OMB bends on outsourcing goals

'We don't want the numerical goals to be a distraction to what we are trying to do,' OFPP's Angela Styles says.

Henrik G. de Gyor

Having threatened to veto two bills that contained provisions on competitive sourcing, the White House late last month extended a peace offering to Congress.

The administration has abandoned governmentwide goals mandating that agencies compete certain percentages of federal jobs, said Angela Styles, administrator of the Office of Federal Procurement Policy. The original plans required agencies to meet a 15 percent goal by October and then 50 percent by October 2006.

Styles, who testified before the Senate Governmental Affairs Subcommittee on the Oversight of Government Management, the Federal Work Force and the District of Columbia, told lawmakers that the Office of Management and Budget has moved away from 'mandated numerical goals.'

Agencies still must meet goals they have negotiated with OMB, she said.

'We don't want the numerical goals to be a distraction to what we are trying to do,' Styles said. 'We had negotiated so many individual goals with agencies that it made sense to get rid of the numerical goals.'

New criteria

Because of the change, OMB has issued new criteria that agencies must meet under the competitive sourcing requirements in the President's Management Agenda.

The announcements came after the administration said senior advisers would recommend that President Bush veto the Interior Department appropriations bill and the Federal Aviation Administration reauthorization bill if the legislation included provisions prohibiting agencies from using funds for competitive-sourcing studies under OMB Circular A-76.

But lawmakers last week reached an agreement on the FAA bill that would limit competitions for air traffic controller positions.

Agencies, federal employee unions, the General Accounting Office and lawmakers reacted differently to the news that the administration discarded the goals.

'I'm pleased to hear OMB dropped the mandatory goals for competitive sourcing,' said Sen. George Voinovich (R-Ohio), the Governmental Affairs subcommittee's chairman.

'This is a great improvement. The administration's original across-the-board goals failed to take into account the unique mission and circumstances at each agency.'

Comptroller general David Walker also lauded OMB for setting individual targets that are based on research and fact.

But union and agency officials' reactions ranged from skepticism to indifference.

John Threlkeld, a legislative representative for the American Federation of Government Employees, said he will not believe OMB is dropping its mandated quotas until he sees it happen.

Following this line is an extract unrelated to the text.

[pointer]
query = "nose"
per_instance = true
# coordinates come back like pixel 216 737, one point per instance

'We know OMB has historically dictated how many jobs agencies should compete and micromanaged agencies to tell them what jobs should be opened for competition,' Threlkeld said. 'It is the same old policy that is dressed up differently.'

Scott Holliday, the Veterans Affairs Department's director of competitive sourcing and management analysis, said it is good that OMB dropped the goals, but the quotas did not apply to VA.

Like many agencies, VA negotiated plans with OMB, Holliday said.

'Our goals were always based on logic and what made sense to us,' he said. 'From my understanding, the mandatory goals never came into play when VA and OMB negotiated goals.'

Joe Sikes, DOD's director for competitive sourcing and privatization, said the agency already met the 15 percent goal and is negotiating long-term plans with OMB.

'I've always thought that the target was a bit of a semantic discussion,' he said. 'The administration saw it as a short-term target and that it takes time to execute.'

OMB outlined a few agency goals in a new competitive-sourcing report released at the hearing. The Agriculture Department, for instance, will hold competitions for 35,600 of 98,500 positions, or 36 percent of its work force. Meanwhile, the Health and Human Services Department has a goal of 17 percent, 11,200 jobs out of 64,900 employees.

Styles said OMB by Sept. 26 will issue a full report detailing goals for every agency.